Masking (only in geopotential coordinates)

You can also mask out the ocean floor to make it more plot-friendly with mask_output.

[15]:
amoc = calcmoc(ds, dsgrid=dsgrid, basin='atl-arc', mask_output=True)
generating basin codes
[16]:
amoc.sel(time='2003-01').plot(vmin=-30,vmax=30, yincrease=False, cmap='bwr',
                              subplot_kws={'facecolor': 'grey'})
[16]:
<matplotlib.collections.QuadMesh at 0x7f5a5c2b6590>
../_images/notebooks_Overturning_26_1.png
[17]:
with ProgressBar():
    amoc_mean = amoc.mean('time').load()
[########################################] | 100% Completed |  2min 19.8s
[18]:
fig, ax = plt.subplots(figsize=(10,5))
amoc_mean.plot(ax=ax, yincrease=False,cmap='RdBu_r',cbar_kwargs={'ticks': np.arange(-30,35,5)})
ax.set_facecolor('grey')
plt.show()
../_images/notebooks_Overturning_28_0.png

Derived quantities

Since the output of xoverturning is a xarray.DataArray, computing derived quantities is a breeze thanks to xarray built-in functions:

[19]:
amoc.max(dim=['yq', 'z_i']).plot()
[19]:
[<matplotlib.lines.Line2D at 0x7f5a5422fa50>]
../_images/notebooks_Overturning_31_1.png
[20]:
amoc.sel(yq=slice(20.0, 80.0), z_i=slice(100.0, 2500.0)).max(dim=['yq', 'z_i']).plot()
[20]:
[<matplotlib.lines.Line2D at 0x7f5a3cc1fb90>]
../_images/notebooks_Overturning_32_1.png
[21]:
amoc.sel(yq=slice(20.0, 80.0), z_i=slice(500.0, 2500.0)).max(dim=['yq', 'z_i']).plot()
[21]:
[<matplotlib.lines.Line2D at 0x7f5a4c1fc190>]
../_images/notebooks_Overturning_33_1.png
[22]:
# Find the location of the maximum
yq_max = amoc_mean.argmax(dim=['yq', 'z_i'])['yq']
z_i_max = amoc_mean.argmax(dim=['yq', 'z_i'])['z_i']
print('Maximum:',
      np.round(amoc_mean[z_i_max,yq_max].values,1),'Sv at',
      np.round(amoc_mean.yq[yq_max].values,1),'N and',
      np.round(amoc_mean.z_i[z_i_max].values,1),'m depth')
Maximum: 19.9 Sv at 20.9 N and 15.0 m depth
[23]:
subset = amoc_mean.sel(yq=slice(20.0, 80.0), z_i=slice(100.0, 2500.0))
yq_max = subset.argmax(dim=['yq', 'z_i'])['yq']
z_i_max = subset.argmax(dim=['yq', 'z_i'])['z_i']
[24]:
print('Maximum:',
      np.round(subset[z_i_max,yq_max].values,1),'Sv at',
      np.round(subset.yq[yq_max].values,1),'N and',
      np.round(subset.z_i[z_i_max].values,1),'m depth')
Maximum: 17.0 Sv at 30.0 N and 650.0 m depth

Density coordinates

Because xoverturning is written in a non-specific vertical coordinate system, it can also compute the MOC in other coordinates system, such as the rho2 output by using the vertical='rho2' option.
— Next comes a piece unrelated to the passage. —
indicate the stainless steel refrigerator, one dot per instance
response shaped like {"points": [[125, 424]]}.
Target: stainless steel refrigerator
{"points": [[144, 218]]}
pproot = '/archive/Raphael.Dussin/FMS2019.01.03_devgfdl_20201120/'
run = 'CM4_piControl_c96_OM4p25_half_kdadd'
ppdir = f'{pproot}/{run}/gfdl.ncrc4-intel18-prod-openmp/pp/ocean_annual_rho2'

ds_rho2 = xr.open_mfdataset([f"{ppdir}/ts/annual/10yr/ocean_annual_rho2.0021-0030.umo.nc",
                             f"{ppdir}/ts/annual/10yr/ocean_annual_rho2.0021-0030.vmo.nc"])

dsgrid_rho2 = xr.open_dataset(f"{ppdir}/ocean_annual_rho2.static.nc")
[25]:
ppdir = '/work/noaa/gfdlscr/jkrastin/wmt-inert-tracer/OTSFN_sample/'
ds_rho2 = xr.open_mfdataset(ppdir+'ocean_annual_rho2.0021-0030.*.nc',
                            drop_variables=['average_DT','average_T1','average_T2'])
[26]:
dsgrid_p25 = xr.open_dataset(ppdir[:-13]+'data/raw/CM4_piControl_C/ocean_monthly/ocean_monthly.static.nc')
[27]:
ds_rho2 = ds_rho2.isel(yq=slice(1,None),xq=slice(1,None))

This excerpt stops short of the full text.